8-13:”未来” ●
……行けるぞ…。
”絶対強者”の斬撃を止めた時、エクスは確信する。
一度限りの応急修復によって、”ソウルロウガ・R”はまだ動けるが、修復できたのは、全体のわずか12%程度にすぎない。
ナノマシン修復を集中して回したのは脚部、右腕の武装、右の花翼。
だが、それでも修復は完全とはいかなかった。
限界ギリギリまで、修復を限定し、戦闘が可能な状態まで持ってきたのだ。
……あと、10分…!
”ソウルロウガ・R”の稼動限界までの時間だ。
”絶対強者”に対抗するために、とっさの発想で作り出したプラズマブレード。
しかし、エネルギーを湯水のごとく放出するこの武装は、半ば無茶を通り越したものだ。
だが、それでも、
……このプラズマブレードなら、勝負ができる…。
花翼の放出するエネルギーを、右腕のユニットに残された機能で制御し、刀の形状に固定している。

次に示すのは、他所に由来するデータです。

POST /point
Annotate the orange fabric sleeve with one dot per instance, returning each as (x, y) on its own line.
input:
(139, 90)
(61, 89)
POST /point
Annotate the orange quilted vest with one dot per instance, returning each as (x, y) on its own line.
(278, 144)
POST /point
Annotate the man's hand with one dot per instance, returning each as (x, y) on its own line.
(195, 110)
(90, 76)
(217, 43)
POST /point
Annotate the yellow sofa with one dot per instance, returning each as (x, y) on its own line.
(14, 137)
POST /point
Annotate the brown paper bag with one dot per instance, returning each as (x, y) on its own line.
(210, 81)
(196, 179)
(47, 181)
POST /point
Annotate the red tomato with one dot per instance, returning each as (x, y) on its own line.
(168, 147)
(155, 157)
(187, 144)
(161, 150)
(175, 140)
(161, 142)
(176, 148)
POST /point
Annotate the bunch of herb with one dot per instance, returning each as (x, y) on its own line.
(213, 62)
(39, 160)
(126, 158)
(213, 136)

これにより、相手の一方的な攻撃に対して、攻撃も防御も可能になった。
それだけで充分だ。
「俺と、ここで消えろ…! ”絶対強者”ッ!」
『何処マデモ、鬱陶シイ…!』
光とスパークをまき散らし、白いプラズマの刃が激突を繰り返す。
”絶対強者”が、回転するようにブレードを振ってくる。
長い腕部による遠心力を活かした斬撃だ。
ついさっきならば、避けるしかなかったが、今の”ソウルロウガ・R”なら、受けることもはじき返すことも可能だ。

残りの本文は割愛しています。